# pb rétro eclairage



## Nivek (25 Juin 2005)

Heureux possesseur d'un PowerBook 15 depuis début mai, je viens de m'apercevoir de plusieurs choses :
- Dans le manuel d'utilisation et l'aide apple précise qu'il existe une case à cocher dans pref "clavier" pour : "Pour activer le rétroéclairage, sélectionnez la case "Éclairer le clavier si la lumière ambiante est faible".
- Or cette option n'existe pas des mes préférences.
- J'ai exactement le même problème pour le réglage automatique de l'ecran. Il existe dans les prefs "Moniteur" une case "luminosité automatique" que je n'ai pas.
- De plus depuis que j'ai fait la "sécurity update" le rétro-eclairage ne fonctionne plus du tout.

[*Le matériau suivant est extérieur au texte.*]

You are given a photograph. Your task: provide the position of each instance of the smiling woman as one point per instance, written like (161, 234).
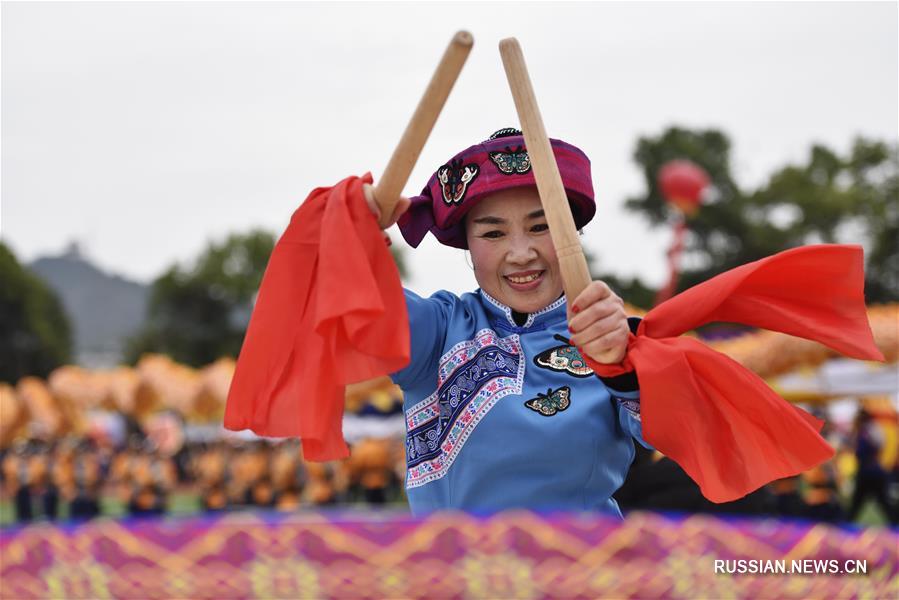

Je précise que le powerBook était sous panther et que c'est un vendeur qui m'a fait la mise à jour vers Tiger en attendant de recevoir des exemplaires de Mise à Jour vers Tiger. 

Aujoud'hui je suis en 10.4.1

Est ce que quelqu'un à connu les même soucis ?


----------



## Nivek (28 Juin 2005)

Je persiste  :rateau: 

Voilà pour m'aider à comprendre pourquoi je ne possède pas certaines options, j'ai besoin d'une âme généreuse  :love: . Je ne veux pas lui piquer son powerbook (promis juré). Mais j'aurais besoin qu'une personne ayant un powerbook avec le rétro-éclairage du clavier et l'ajustement automatique de la luminosité de l'écran (ces deux options sont présentent dans prefs "clavier/souris" et dans prefs "moniteur" par l'intermédiare de cases à cocher).
Il faudrait donc que cette personne me mette en pièce jointe un zip contenant les fichiers suivants :
- Keyboard.prefPan qui se trouve dans 'Système'::'Bibliothèque'::'PreferencePanes'
- Displays.prefPan qui se trouve dans 'Système'::'Bibliothèque'::'PreferencePanes'

Voilà cest tout   
En la ou les remerciant d'avance.


----------